It Sounds Scary, But What Exactly Is A Bomb Cyclone?
Will we or won't we? That's the discussion with my co-workers as to whether we will see a significant snowstorm sometime this weekend or maybe Sunday into Monday. It's winter, it's the Northeast, and you know anything can happen or not. We've been through this so many times in the past.
I read on social media from a WNEP-TV meteorologist from the Scranton area mention not to believe any forecast until at least Friday (January 14th) because we could receive anywhere from significant to nothing. Sounds about right. I guess how high up in the atmosphere the storm is has a lot to do with it. I'm no weather expert, so what do I know?
Checking with the Binghamton National Weather Service website as of today (1/13/21), there is a potential of a storm, but nothing set in stone for Sunday into Monday, so it will be a wait and see. I plan to be ready with my snow shovels just in case.
And speaking of weather, someone asked me what exactly is a Bomb Cyclone? Well, I didn't have a clue but sounded interesting enough to find out.

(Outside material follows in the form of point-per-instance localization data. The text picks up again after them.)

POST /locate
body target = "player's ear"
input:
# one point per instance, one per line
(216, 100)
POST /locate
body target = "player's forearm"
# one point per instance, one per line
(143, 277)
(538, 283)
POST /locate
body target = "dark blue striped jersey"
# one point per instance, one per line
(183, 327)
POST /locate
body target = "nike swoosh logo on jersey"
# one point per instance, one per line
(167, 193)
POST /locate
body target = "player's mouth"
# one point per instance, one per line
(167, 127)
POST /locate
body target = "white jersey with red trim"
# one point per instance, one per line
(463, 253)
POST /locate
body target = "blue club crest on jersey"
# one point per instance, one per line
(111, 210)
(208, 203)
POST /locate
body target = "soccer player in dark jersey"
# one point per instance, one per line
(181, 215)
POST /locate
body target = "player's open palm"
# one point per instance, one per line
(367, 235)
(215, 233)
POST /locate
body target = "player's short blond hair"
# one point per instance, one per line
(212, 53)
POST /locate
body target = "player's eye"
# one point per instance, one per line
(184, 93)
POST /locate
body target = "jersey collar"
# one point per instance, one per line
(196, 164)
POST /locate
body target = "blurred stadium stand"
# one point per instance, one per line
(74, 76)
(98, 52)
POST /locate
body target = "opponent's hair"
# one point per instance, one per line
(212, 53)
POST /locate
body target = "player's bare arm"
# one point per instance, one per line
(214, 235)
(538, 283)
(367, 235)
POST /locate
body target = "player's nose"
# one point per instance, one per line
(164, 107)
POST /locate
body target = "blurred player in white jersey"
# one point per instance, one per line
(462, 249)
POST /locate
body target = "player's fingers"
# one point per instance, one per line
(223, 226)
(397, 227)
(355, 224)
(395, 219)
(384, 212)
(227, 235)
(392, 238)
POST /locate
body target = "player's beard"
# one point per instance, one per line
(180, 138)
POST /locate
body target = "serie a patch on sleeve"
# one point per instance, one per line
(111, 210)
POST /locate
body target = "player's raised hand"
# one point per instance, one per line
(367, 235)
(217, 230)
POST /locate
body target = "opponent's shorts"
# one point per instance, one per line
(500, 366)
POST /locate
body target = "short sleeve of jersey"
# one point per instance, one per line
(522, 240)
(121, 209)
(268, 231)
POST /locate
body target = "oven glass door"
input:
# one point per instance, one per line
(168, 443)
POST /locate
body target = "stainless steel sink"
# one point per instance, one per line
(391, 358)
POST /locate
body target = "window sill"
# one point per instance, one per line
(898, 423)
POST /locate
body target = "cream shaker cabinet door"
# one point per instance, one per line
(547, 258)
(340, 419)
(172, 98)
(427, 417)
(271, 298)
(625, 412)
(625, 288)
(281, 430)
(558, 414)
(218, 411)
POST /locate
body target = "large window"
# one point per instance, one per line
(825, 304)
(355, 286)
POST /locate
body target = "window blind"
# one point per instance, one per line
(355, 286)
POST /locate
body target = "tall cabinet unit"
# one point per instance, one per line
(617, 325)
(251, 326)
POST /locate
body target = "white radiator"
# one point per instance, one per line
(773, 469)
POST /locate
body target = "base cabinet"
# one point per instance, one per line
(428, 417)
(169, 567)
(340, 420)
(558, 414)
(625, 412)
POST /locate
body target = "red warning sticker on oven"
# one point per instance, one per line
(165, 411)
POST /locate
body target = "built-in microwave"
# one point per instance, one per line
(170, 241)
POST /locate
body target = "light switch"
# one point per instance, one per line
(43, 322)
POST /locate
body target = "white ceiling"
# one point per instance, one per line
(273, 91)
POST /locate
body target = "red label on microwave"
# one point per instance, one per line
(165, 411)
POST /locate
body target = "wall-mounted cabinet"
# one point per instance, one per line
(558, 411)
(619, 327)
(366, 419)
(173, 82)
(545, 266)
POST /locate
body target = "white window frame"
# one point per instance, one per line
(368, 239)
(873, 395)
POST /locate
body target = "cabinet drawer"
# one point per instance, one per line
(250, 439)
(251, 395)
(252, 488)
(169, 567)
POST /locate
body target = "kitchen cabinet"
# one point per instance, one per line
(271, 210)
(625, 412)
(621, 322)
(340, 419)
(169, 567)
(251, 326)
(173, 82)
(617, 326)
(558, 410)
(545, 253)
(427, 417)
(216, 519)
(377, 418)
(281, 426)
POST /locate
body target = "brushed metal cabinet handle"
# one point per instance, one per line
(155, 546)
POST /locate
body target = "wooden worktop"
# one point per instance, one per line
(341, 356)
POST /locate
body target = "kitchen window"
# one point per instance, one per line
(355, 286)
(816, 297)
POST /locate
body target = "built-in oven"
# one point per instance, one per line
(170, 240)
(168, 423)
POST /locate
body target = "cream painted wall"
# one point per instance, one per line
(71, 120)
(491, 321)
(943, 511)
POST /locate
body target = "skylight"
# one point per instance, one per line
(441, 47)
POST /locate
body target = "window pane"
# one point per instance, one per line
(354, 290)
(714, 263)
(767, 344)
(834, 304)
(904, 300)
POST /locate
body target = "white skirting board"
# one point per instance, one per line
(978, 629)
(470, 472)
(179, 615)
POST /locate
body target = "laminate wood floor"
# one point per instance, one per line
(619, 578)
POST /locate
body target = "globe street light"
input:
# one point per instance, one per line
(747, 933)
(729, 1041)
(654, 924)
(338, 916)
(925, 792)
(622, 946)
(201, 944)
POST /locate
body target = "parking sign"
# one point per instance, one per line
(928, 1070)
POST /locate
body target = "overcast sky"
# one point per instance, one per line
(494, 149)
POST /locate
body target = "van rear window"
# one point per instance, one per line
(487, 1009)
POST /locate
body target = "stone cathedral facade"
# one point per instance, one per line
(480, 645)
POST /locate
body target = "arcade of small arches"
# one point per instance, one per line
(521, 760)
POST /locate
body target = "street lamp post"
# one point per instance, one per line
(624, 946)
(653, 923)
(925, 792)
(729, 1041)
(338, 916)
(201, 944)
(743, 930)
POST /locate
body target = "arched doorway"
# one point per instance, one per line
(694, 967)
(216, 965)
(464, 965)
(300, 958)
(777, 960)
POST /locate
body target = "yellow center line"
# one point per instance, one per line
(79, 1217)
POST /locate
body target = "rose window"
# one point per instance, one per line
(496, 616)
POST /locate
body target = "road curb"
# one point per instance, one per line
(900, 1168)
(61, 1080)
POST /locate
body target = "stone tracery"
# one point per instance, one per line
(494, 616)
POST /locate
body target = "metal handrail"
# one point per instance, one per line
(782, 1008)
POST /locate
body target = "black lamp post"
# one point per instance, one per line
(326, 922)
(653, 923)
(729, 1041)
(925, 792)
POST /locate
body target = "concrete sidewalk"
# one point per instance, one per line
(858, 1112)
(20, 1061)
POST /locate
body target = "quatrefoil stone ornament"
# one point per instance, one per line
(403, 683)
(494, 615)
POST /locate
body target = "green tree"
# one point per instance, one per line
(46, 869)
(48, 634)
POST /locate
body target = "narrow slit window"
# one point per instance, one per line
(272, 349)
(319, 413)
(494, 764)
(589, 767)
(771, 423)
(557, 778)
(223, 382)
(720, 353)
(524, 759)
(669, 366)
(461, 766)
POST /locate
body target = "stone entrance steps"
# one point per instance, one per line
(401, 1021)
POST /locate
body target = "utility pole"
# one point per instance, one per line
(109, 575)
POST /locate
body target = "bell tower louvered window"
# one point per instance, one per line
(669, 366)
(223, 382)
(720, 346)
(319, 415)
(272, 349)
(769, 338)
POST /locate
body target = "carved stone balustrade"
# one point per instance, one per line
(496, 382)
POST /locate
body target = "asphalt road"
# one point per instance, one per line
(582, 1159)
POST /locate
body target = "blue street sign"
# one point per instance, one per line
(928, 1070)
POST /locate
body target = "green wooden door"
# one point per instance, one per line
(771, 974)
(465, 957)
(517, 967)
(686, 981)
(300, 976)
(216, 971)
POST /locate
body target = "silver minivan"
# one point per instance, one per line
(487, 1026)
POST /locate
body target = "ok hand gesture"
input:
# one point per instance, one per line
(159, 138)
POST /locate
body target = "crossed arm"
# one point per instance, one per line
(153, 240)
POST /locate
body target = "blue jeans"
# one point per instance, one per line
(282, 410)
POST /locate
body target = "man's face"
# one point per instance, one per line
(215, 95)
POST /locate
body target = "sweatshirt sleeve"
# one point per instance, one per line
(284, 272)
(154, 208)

I took a look at the Tomorrow.io website, and the site states that a Bomb Cyclone is "the speedy deepening of a low-pressure area within the atmosphere. An area of low-pressure forms by at least 24 millibars within 24 hours.
And they commonly occur mostly in the Northern Hemisphere during the cold months of the year on the coasts of the United States and Japan. Bomb Cyclones begin in the ocean, and Tomorrow.io states that it is called a Bomb Cyclone because "the pressure drops quickly and causes intense winds rapidly, almost like a bomb going off.